Tools

Snakedeploy provides several command line tools for preparing or otherwise interacting with your data or workflow.

Deploying workflows

Snakedeploy enables you to automatically deploy a workflow from a public git repository to your local machine, by using Snakemake’s module system.

Command Line

Via the command line, deployment works as follows:

$ snakedeploy deploy-workflow https://github.com/snakemake-workflows/dna-seq-varlociraptor /tmp/dest --tag v1.0.0

Snakedeploy will then generate a workflow definition /tmp/dest/workflow/Snakefile that declares the given workflow as a module. For the example above, it will have the following content

configfile: "config/config.yaml"


# declare https://github.com/snakemake-workflows/dna-seq-varlociraptor as a module
module dna_seq:
    snakefile:
        "https://github.com/snakemake-workflows/raw/v1.0.0/workflow/Snakefile"
    config:
        config


# use all rules from https://github.com/snakemake-workflows/dna-seq-varlociraptor
use rule * from dna_seq

In addition, it will copy over the contents of the config directory of the given repository into /tmp/dest/workflow/Snakefile. These should be seen as a template, can be modified according to your needs.

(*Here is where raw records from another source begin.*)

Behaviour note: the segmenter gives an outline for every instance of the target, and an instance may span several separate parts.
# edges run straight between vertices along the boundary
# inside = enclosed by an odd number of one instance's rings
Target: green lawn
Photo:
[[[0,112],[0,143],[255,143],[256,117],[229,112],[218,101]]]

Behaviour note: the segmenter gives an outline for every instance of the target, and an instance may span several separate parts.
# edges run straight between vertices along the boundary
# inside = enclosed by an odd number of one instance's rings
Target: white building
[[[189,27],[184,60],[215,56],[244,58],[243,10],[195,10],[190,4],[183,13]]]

Further, the workflow definition Snakefile can be arbitrarily extended and modified, thereby making any changes to the used workflow transparent (also see the snakemake module documentation).

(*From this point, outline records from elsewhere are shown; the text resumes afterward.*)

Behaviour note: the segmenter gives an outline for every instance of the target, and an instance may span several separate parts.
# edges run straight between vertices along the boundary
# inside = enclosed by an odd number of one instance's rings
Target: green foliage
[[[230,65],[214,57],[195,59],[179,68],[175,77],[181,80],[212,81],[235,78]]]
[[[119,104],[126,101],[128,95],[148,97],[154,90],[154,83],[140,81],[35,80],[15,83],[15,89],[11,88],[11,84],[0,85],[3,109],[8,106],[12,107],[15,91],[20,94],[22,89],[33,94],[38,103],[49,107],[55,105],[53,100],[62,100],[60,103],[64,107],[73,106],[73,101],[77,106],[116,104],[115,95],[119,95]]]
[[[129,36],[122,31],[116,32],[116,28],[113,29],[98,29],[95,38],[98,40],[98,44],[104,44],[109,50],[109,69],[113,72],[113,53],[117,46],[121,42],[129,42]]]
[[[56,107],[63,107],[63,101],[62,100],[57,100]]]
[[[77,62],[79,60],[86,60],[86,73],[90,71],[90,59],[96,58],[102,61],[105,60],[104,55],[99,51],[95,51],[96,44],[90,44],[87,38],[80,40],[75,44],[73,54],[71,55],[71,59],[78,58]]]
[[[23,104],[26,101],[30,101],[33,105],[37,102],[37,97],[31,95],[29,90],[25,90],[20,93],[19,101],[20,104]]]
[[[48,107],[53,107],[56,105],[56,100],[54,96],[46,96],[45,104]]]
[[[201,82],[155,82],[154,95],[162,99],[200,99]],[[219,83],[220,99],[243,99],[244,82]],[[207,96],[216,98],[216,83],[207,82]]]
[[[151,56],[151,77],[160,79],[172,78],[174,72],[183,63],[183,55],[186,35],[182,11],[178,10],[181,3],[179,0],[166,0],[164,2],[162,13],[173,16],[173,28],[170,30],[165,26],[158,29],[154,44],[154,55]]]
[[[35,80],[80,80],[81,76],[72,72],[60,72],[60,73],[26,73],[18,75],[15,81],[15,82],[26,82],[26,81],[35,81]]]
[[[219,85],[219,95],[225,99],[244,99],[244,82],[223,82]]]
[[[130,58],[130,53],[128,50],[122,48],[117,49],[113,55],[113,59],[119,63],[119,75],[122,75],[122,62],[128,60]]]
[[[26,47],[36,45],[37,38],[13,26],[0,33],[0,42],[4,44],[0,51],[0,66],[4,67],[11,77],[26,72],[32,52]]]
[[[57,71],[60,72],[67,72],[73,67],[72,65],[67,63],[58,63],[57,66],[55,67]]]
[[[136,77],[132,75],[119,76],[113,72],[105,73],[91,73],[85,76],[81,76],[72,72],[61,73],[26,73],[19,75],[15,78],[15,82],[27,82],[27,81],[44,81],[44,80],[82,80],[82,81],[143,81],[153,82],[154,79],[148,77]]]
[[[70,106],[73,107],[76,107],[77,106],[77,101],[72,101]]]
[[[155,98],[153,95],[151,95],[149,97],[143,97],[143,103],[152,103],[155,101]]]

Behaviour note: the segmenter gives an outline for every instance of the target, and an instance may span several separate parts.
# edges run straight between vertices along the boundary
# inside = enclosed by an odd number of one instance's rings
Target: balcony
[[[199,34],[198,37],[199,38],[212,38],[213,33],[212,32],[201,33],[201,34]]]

It is highly advisable to put the deployed workflow into a new (perhaps private) git repository (e.g., see here for instructions how to do that with Github).

Python

These same interactions can be done from within Python.

$ from snakedeploy.deploy import deploy
$ deploy("https://github.com/snakemake-workflows/dna-seq-varlociraptor", dest_path="/tmp/dest", name="dna_seq", tag="v1.0.0", force=True)

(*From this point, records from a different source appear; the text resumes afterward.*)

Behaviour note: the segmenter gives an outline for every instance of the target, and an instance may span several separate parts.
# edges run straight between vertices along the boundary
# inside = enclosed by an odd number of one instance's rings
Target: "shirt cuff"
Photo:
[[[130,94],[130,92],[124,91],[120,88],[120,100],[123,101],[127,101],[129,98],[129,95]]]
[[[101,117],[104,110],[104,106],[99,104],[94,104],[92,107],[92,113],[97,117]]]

Also see The Snakedeploy API for details.

Collecting Files

In addition to deploying workflows, snakedeploy helps with generating sample/unit sheets from files on the filesystem. These can then be used to configure a Snakemake workflow. Let’s say that we have a tab separated sheet of inputs called unit-patterns.tsv:

S743_Nr(?P<nr>[0-9]+)       S743_1/01_fastq/S743Nr{nr}.*.fastq.gz
S839_Nr(?P<nr>[0-9]+)       S839_*/01_fastq/S839Nr{nr}.*.fastq.gz
S888_Nr(?P<nr>[0-9]+)       S888/S888_1/01_fastq/S888Nr{nr}.*.fastq.gz

And then a file of samples, samples.tsv where the first column contains the sample ids. If we want to collect files on the system based on a glob pattern of interest and print them to STDOUT (along with the sample id) we can do:

cut -f1 samples.tsv | tail -n+2 | snakedeploy collect-files --config unit-patterns.tsv

More specifically, the config sheet above lets us select, for each sample, a glob pattern, which is then used to obtain the files on disk that correspond to this sample, which are then printed tab separated to STDOUT, along with the sample id that we put in. This allows us to obtain the path to the raw data of the given samples.